On ne présente plus Pierre Makyo, scénariste phare depuis le début des années 80. La mode n’étant malheureusement plus aux séries, Makyo se réfugie dans les one shot. On l’a vu, ou plutôt lu, dernièrement avec Effet miroir ou Celle qu’il n’attendait pas. On peut les ranger dans la catégorie des thrillers psychologiques aux frontières du fantastique. « Aux frontières » parce qu’il nous amène à nous interroger sur les possibilités et les limites du cerveau humain. Concernant Nathan, principal protagoniste de cette histoire, qui se pense « anormal », qu’est-ce qui prouve que ce ne sont pas les autres qui le sont ? Pour Makyo, l’homme normal, c’est bien Nathan. Pourquoi avoir des visions d’avenir serait-il impossible ? Les connaissances actuelles sur la linéarité du temps ne permettent pas de l’affirmer.
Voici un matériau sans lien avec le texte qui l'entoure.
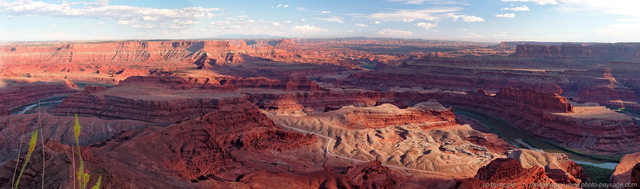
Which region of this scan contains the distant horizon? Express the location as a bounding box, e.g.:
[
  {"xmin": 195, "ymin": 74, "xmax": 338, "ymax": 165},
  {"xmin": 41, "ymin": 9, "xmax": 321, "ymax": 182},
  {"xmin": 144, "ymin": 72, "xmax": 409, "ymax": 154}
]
[
  {"xmin": 1, "ymin": 0, "xmax": 639, "ymax": 42},
  {"xmin": 1, "ymin": 36, "xmax": 637, "ymax": 45}
]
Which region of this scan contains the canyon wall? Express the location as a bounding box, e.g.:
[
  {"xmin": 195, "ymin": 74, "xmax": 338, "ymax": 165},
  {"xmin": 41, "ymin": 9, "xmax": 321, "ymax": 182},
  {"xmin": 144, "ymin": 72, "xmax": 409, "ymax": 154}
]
[
  {"xmin": 52, "ymin": 74, "xmax": 640, "ymax": 156},
  {"xmin": 440, "ymin": 88, "xmax": 640, "ymax": 156},
  {"xmin": 512, "ymin": 43, "xmax": 640, "ymax": 59},
  {"xmin": 0, "ymin": 80, "xmax": 76, "ymax": 111},
  {"xmin": 0, "ymin": 40, "xmax": 293, "ymax": 65},
  {"xmin": 457, "ymin": 158, "xmax": 560, "ymax": 189}
]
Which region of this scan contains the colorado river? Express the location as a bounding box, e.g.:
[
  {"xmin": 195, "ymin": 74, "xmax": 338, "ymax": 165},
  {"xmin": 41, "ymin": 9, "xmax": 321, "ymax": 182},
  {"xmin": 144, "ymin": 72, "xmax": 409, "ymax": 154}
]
[
  {"xmin": 10, "ymin": 96, "xmax": 66, "ymax": 115},
  {"xmin": 454, "ymin": 108, "xmax": 618, "ymax": 170}
]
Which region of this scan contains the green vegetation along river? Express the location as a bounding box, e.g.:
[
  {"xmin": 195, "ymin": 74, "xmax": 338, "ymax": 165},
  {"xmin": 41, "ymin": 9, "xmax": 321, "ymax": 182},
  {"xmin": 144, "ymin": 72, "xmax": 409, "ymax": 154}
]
[{"xmin": 454, "ymin": 108, "xmax": 618, "ymax": 170}]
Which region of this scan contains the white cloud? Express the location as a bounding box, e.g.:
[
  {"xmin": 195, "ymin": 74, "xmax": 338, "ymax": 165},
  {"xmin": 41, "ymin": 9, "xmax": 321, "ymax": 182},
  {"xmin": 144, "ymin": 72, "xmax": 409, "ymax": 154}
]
[
  {"xmin": 495, "ymin": 13, "xmax": 516, "ymax": 18},
  {"xmin": 501, "ymin": 5, "xmax": 530, "ymax": 11},
  {"xmin": 415, "ymin": 22, "xmax": 437, "ymax": 29},
  {"xmin": 320, "ymin": 11, "xmax": 331, "ymax": 14},
  {"xmin": 274, "ymin": 4, "xmax": 289, "ymax": 8},
  {"xmin": 210, "ymin": 19, "xmax": 256, "ymax": 30},
  {"xmin": 292, "ymin": 25, "xmax": 328, "ymax": 32},
  {"xmin": 117, "ymin": 20, "xmax": 137, "ymax": 25},
  {"xmin": 367, "ymin": 8, "xmax": 483, "ymax": 22},
  {"xmin": 0, "ymin": 0, "xmax": 221, "ymax": 30},
  {"xmin": 377, "ymin": 28, "xmax": 413, "ymax": 36},
  {"xmin": 557, "ymin": 0, "xmax": 640, "ymax": 40},
  {"xmin": 132, "ymin": 24, "xmax": 158, "ymax": 29},
  {"xmin": 457, "ymin": 28, "xmax": 469, "ymax": 31},
  {"xmin": 500, "ymin": 0, "xmax": 558, "ymax": 5},
  {"xmin": 142, "ymin": 16, "xmax": 158, "ymax": 21},
  {"xmin": 387, "ymin": 0, "xmax": 468, "ymax": 5},
  {"xmin": 272, "ymin": 22, "xmax": 283, "ymax": 26},
  {"xmin": 557, "ymin": 0, "xmax": 640, "ymax": 18},
  {"xmin": 355, "ymin": 23, "xmax": 369, "ymax": 27},
  {"xmin": 316, "ymin": 16, "xmax": 344, "ymax": 23},
  {"xmin": 368, "ymin": 8, "xmax": 455, "ymax": 22},
  {"xmin": 170, "ymin": 19, "xmax": 196, "ymax": 29},
  {"xmin": 296, "ymin": 7, "xmax": 307, "ymax": 11},
  {"xmin": 595, "ymin": 23, "xmax": 640, "ymax": 40},
  {"xmin": 301, "ymin": 18, "xmax": 306, "ymax": 21},
  {"xmin": 450, "ymin": 14, "xmax": 485, "ymax": 22}
]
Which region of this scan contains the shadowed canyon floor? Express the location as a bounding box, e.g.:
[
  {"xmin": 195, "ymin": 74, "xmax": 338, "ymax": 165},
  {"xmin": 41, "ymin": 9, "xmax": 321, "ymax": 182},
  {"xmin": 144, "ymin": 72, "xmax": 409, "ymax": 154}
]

Au dessin, la dessinatrice espagnole Sasa, fille de Ruben Pellejero, signe son premier album en France. Comme on dit, elle fait le job. Malheureusement, pour qu’un one shot comme celui-ci sorte du lot, il faut un trait plus travaillé. Son trait jeté est certes dynamique, mais il manque de finitions. On ne peut pas dire que la tempête finale soit une réussite. Bien sûr, cet « homme normal » est avant tout un drame psychologique basé sur les dialogues et les relations entre les personnages, mais il ne faut pas oublier qu’on est dans une bande dessinée et que le lecteur est en droit d’en exiger plus au niveau graphique. Ceci dit, le trait de Sasa est loin d’être désagréable. La dessinatrice a du potentiel. Laissons-lui le temps de grandir.
Avec une tension croissant au fil du récit et un twist final bien pensé, Un homme normal est un one shot sauvé par son scénario énigmatique. Mais on aimerait tant retrouver Makyo aux commandes de nouvelles séries. Cette histoire pourrait très bien être le déclencheur de l’une d’entre elles.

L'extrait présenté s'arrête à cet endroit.